In deze uitspraak van de Rechtbank Den Haag, gedaan op 30 augustus 2024, worden de beroepen van eisers, een Algerijns gezin, tegen het niet in behandeling nemen van hun asielaanvragen beoordeeld. De minister van Asiel en Migratie heeft de aanvragen afgewezen op basis van de Dublinverordening, die bepaalt dat Frankrijk verantwoordelijk is voor de behandeling van de aanvragen. De rechtbank heeft de beroepen, samen met verzoeken om voorlopige voorzieningen, op 23 augustus 2024 behandeld.
De rechtbank concludeert dat de minister terecht heeft besloten de aanvragen niet in behandeling te nemen, omdat Frankrijk als verantwoordelijke lidstaat is aangewezen. Eisers hebben aangevoerd dat de belangen van hun minderjarige kinderen onvoldoende zijn meegewogen in de besluitvorming. De rechtbank oordeelt echter dat de minister in zijn besluiten voldoende rekening heeft gehouden met het welzijn en de sociale ontwikkeling van de kinderen, met name de medische situatie van de jongste dochter, die een ernstige oogafwijking heeft.

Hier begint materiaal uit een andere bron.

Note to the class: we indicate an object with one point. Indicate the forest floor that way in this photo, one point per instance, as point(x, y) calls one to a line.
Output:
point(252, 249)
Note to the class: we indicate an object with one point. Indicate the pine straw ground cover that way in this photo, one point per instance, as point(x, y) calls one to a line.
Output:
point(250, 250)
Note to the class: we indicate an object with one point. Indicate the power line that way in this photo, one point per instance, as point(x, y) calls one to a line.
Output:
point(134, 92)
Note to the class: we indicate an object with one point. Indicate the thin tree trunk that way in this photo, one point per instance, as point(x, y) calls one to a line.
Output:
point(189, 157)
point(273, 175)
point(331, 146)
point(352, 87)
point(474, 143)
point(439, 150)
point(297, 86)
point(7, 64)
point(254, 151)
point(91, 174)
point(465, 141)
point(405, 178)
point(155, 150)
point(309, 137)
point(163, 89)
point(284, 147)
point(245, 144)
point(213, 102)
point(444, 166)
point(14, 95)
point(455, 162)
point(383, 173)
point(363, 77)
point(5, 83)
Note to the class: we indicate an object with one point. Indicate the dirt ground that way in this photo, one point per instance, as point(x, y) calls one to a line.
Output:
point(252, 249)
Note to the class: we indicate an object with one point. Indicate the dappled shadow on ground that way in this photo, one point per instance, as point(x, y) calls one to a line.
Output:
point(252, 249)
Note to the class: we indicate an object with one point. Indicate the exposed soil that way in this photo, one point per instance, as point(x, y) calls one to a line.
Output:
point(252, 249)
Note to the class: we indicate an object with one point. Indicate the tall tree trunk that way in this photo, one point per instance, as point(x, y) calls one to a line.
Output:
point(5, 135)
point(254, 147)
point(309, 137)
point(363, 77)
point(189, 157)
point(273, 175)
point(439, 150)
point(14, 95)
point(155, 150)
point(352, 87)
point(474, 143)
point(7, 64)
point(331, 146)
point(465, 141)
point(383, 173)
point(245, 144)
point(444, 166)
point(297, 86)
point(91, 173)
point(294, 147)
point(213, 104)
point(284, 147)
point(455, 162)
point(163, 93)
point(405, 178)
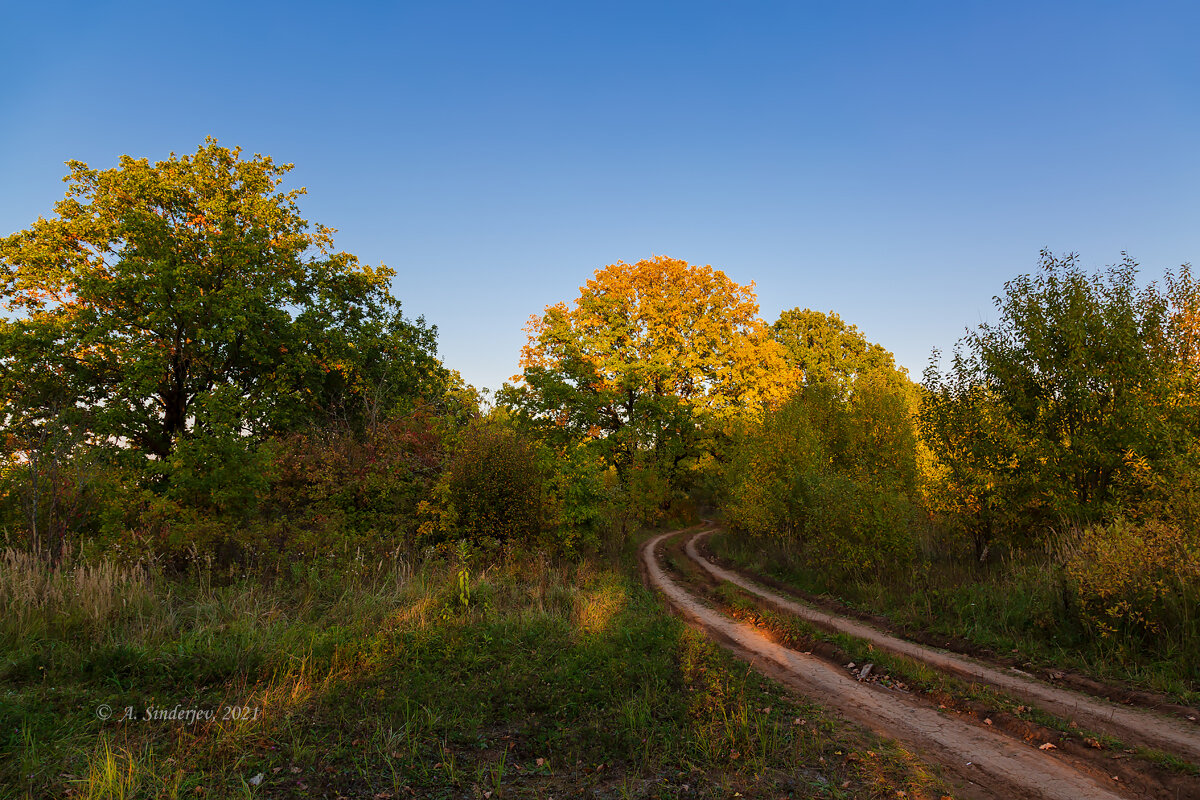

De rechtbank wijst erop dat de minister niet verplicht is om de aanvragen zelf te behandelen, maar dat hij wel de bevoegdheid heeft om dit te doen indien er bijzondere omstandigheden zijn. De rechtbank stelt vast dat de minister in dit geval zijn beleid correct heeft toegepast en dat de belangen van de kinderen niet zijn miskend. De rechtbank verklaart de beroepen ongegrond, wat betekent dat de asielaanvragen van eisers terecht niet in behandeling zijn genomen. De eisers krijgen geen proceskostenvergoeding.